Enabling AWS Cost and Usage Reports
The process of shipping AWS Cost and Usage reports into Logz.io begins with enabling them in our AWS account.
First, we need to create an S3 bucket that will contain the reports.
To do so, go to the S3 console and select Create bucket. Give it a notable name, and click on Create.
As with any AWS service, configuring the correct permissions is crucial.
Select the newly created bucket, and under Permissions click on Bucket Policy. Be sure to fill your bucket name, and enter the following policy:
The next step is to enable the reports.
Open the AWS Billing console, select Reports on the left side menu, and hit the Create report button.
Configure the following:
- Report name – Self-explanatory 🙂
- Time unit – The time unit the data will be aggregated in the report. Can be either hourly or daily.
Note: Enabling hourly reports does not mean that a new report is generated every hour. It means that data in the report is aggregated with a granularity of one hour.

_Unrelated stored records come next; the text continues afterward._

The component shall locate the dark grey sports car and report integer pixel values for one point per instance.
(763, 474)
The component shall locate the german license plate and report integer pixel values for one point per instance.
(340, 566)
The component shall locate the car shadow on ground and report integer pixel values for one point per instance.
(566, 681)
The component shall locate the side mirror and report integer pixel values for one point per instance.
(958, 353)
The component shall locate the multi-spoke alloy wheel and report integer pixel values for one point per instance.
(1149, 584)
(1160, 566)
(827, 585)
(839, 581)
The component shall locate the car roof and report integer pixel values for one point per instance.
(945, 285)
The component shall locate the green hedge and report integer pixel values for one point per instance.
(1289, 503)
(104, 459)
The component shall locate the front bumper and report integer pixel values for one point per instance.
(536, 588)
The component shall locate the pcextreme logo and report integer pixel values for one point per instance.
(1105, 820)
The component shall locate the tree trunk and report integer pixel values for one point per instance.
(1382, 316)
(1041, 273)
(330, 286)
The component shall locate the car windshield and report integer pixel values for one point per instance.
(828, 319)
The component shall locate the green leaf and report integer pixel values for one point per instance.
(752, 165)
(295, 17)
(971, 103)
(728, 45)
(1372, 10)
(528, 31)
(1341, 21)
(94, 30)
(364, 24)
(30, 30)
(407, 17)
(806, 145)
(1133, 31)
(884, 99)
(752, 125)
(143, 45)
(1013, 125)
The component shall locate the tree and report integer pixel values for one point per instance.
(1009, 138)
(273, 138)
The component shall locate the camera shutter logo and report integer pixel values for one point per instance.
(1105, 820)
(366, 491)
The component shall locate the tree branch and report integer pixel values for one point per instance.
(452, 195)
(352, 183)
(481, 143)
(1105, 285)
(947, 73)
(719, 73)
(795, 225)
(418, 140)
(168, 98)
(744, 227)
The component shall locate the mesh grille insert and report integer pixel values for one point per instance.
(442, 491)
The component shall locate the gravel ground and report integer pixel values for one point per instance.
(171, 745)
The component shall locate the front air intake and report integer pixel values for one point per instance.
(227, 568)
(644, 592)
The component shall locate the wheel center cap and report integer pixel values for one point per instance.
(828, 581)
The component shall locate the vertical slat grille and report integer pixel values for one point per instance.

- Include – Additional details about individual resources IDs can be included in the report Important! This might significantly increase report size and might affect performance. AWS Lambda can run for up to 5 minutes with up to 3008MB, and the process time for the whole file must end within this timeframe.
- Support for Redshift and QuickSight – Leave these options unchecked.
Fill in your bucket name and click Verify to make sure the S3 bucket has the correct permissions.
Make sure you select GZIP compression.
Creating the Lambda Shipper
Detailed explanations on how to create Logz.io’s AWS Cost and Usage Report Lambda shipper can be found on our Github repository, together with the function resources themselves. Just a few clarifications however.
In the src folder, you will find two files: ‘shipper.py’ and ‘lambda_function.py’. The former is responsible for shipping the data to Logz.io while the latter is in charge of parsing.
You will need to zip the two files and then upload them to your Lambda console. Please make sure you have the right permissions (you will need s3:get and s3:list), and that you have filled in the correct environment variables as detailed in the instructions.
The next step is to set the trigger to invoke the Lambda function to collect the cost and usage reports. To do this you will need to create a new CloudWatch Events trigger and configure a schedule expression for it.
Please note that AWS publishes report updates up to three times a day so there is no need to define a frequently occurring event. We recommend starting with 10-hour rate —
Once you’ve added the new trigger and saved the Lambda function, data should begin to ship to Logz.io once every 10 hours.
Congrats! You have successfully created AWS Cost and Usage reports and shipped them into Logz.io for further analysis in Kibana. In the next part of the series, we will show how to query and visualize the data and be more proactive about it using alerts.